For patients with proliferative diabetic retinopathy, on the other hand, panretinal laser photocoagulation has been demonstrated to be effective in reducing the risk of vision loss42, 43. PRP, therefore, is considered the preferred treatment for patients with all stages of PDR and severe NPDR44, 45. In addition to PRP, recent studies have also provided evidence that intravitreous injection of anti‐VEGF may be a safe alternative treatment for PDR. The clinical efficacy and mechanistic evaluation of aflibercept for proliferative diabetic retinopathy (CLARITY) study demonstrated that eyes assigned to anti‐VEGF group (aflibercept) had better visual‐acuity results than eyes assigned to the PRP group at 1 year46. The Diabetic Retinopathy Clinical Research Network randomized trial showed that visual‐acuity outcomes in the anti‐VEGF group (ranibizumab) were non‐inferior to those in the PRP group at both 2 years and 5 years47, 48. The comparison among different treatment modalities in diabetic macular edema (DME) and proliferative diabetic retinopathy (PDR) is summarized in Table 1. However, adherence to frequent follow‐up, treatment burden, and patients’ preference must be considered when applying the above mentioned clinical trial results to clinical practice in the real world.

Table 1.

Comparison among different treatment modalities in diabetic macular edema (DME) and proliferative diabetic retinopathy (PDR)

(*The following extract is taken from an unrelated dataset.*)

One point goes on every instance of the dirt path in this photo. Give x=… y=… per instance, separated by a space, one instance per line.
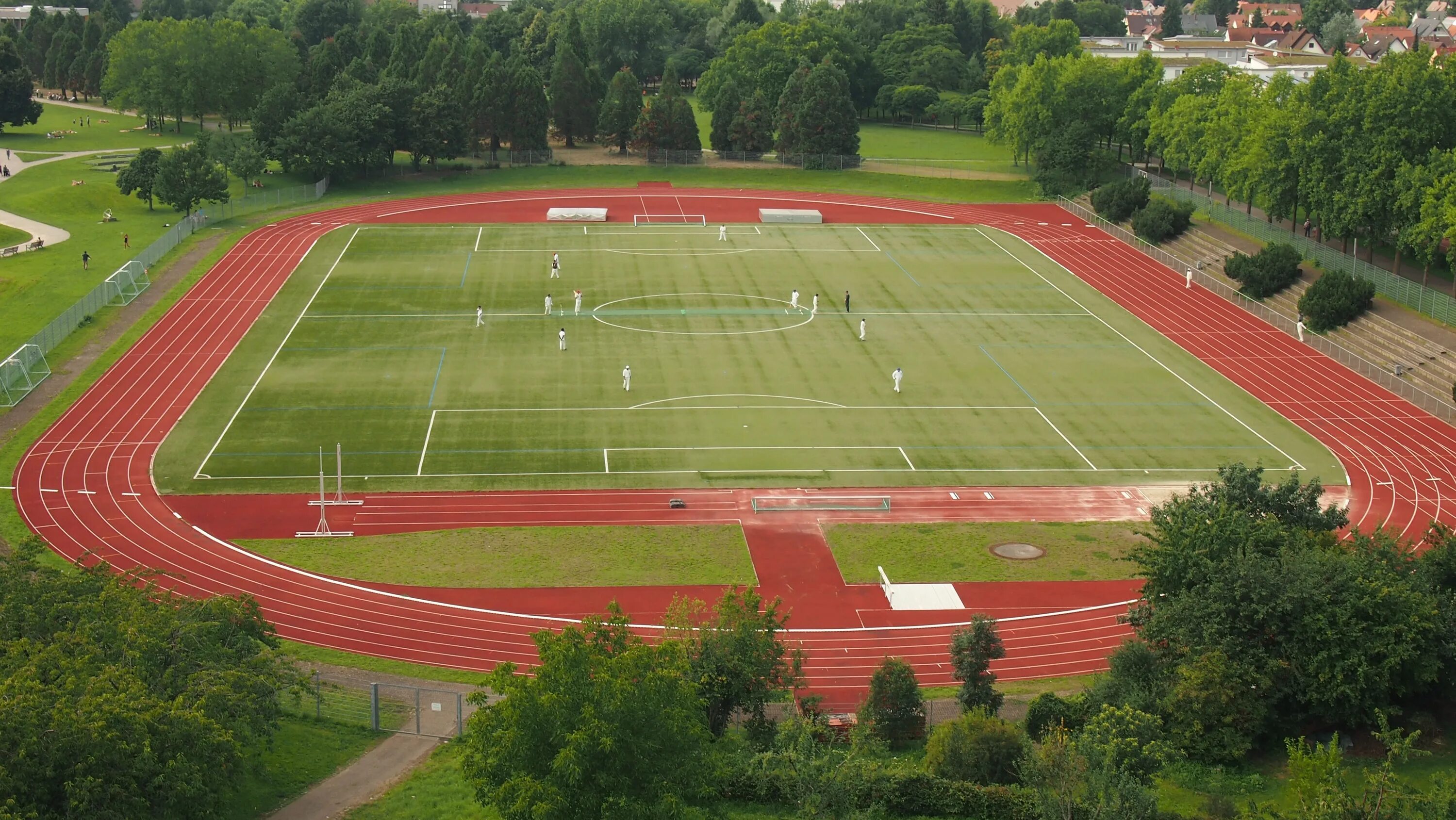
x=63 y=373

Treatment Clinical trial results
DME Anti‐vascular endothelial growth factor (VEGF): ranibizumab, evacizumab, aflibercept35, 36, 37, 38, 39, 40 Aflibercept resulted in better visual acuity than bevacizumab in DME eyes with initial worse visual acuity41
PDR Panretinal laser photocoagulation (PRP)42, 43, Anti‐VEGF: ranibizumab, evacizumab, aflibercept Aflibercept group had better visual acuity than PRP group46; Ranibuzumab was non‐inferior to PRP group47, 48

The molecular basis of diabetic retinopathy are still under investigation, such as the involvement of (pro)renin receptor in the retinal renin‐angiotensin system (RAS) activation pathway49. These studies might help the discovery of novel drug targets and provide more individualized therapies.

Conclusion

In summary, despite progress in the treatment of diabetic macular edema and diabetic retinopathy, the lower fundus examination rate due to the limitation of medical resources delayed the diagnosis and treatment of diabetic retinopathy. Therefore, implementation of an automated diabetic retinopathy screening program and identification of more specific and sensitive biomarkers are important to facilitate the earlier detection of diabetic macular edema and diabetic retinopathy to decrease the prevalence of poor vision and blindness.

Disclosure

The authors declare no conflict of interest.